Eine unbequeme Wahrheit

Was bleibt also? Heilmann hat den Finger in eine still vor sich hin nässende Wunde gelegt: Wir bekommen Gesetze, die nicht ordentlich gelesen wurden. Die Demokratie ist angesichts der Eile und Komplexität vieler Vorhaben bisweilen wirklich zur "Formalie" geworden. Mit dem Begriff der formalen Demokratie hat der bayerische Wirtschaftsminister Hubert Aiwanger gerade die Grünen-Landtagsabgeordnete Katharina Schulze provoziert. Hier jedoch stimmt Aiwangers Schmähung, auf eine subtile, papierene Art: Dass alle Abgeordneten im Bundestag bei der Abstimmung ein Gesetz durchdrungen haben, war zwar schon immer eine wilde Fantasie - aber wenigstens Fachpolitiker sollten den Stoff verstehen können.
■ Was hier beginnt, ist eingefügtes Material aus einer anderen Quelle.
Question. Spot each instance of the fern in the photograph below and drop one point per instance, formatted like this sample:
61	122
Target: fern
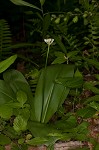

Die Zeit ist inzwischen aber immer knapper bemessen, sowohl für parlamentarische Beratungen wie auch für die Erörterung mit Verbänden. Auf deren - freilich interessengefärbte - Expertise ist die Politik schlicht angewiesen, das gilt für die in der Öffentlichkeit gern als "gut" empfundenen Lobbyisten, also etwa Verbraucherschutz- und Umweltverbände, wie für die vermeintlich "bösen", also die Industrievertreter.

Die Jahreskonferenzen der Verbände hören sich daher inzwischen über die Jahre und Branchen hinweg erstaunlich gleich an: Beklagt wird stets, dass keine Zeit bleibt, die dicken Konvolute überhaupt zu studieren - manchmal muss ein Wochenende reichen.

Ganz oder teilweise unterm Radar

Zugegeben: Es gibt Demokratieprobleme, die sexier sind. Der Verlust von Vertrauen in Institutionen etwa, die sinkende Wahlbeteiligung, der Elitenargwohn, Anschläge auf Abgeordnetenbüros. Doch wenn Gesetze aus schnöder Zeitnot ganz oder teilweise unterm Radar laufen, ist auch das eine echtes Problem, auch wenn wir die Auswirkungen erst spät spüren.

Womöglich hat der CDU-Politiker also nicht nur der Union ein Wahlkampfthema für den Sommer und die anstehenden Landtagswahlen beschert. Klar: Die Regierung Scholz wird diesen Makel nicht so schnell wieder los. Die Erzählung, die da in Berlin würden über die Köpfe des Volks, sogar der Volksvertreter hinwegregieren, erhält nun frische Nahrung.

Die elende Debatte um die Heizungen hat aber dann doch noch etwas Nützliches: Gute Gesetze brauchen Zeit. Gerade dann, wenn es ums Klima geht.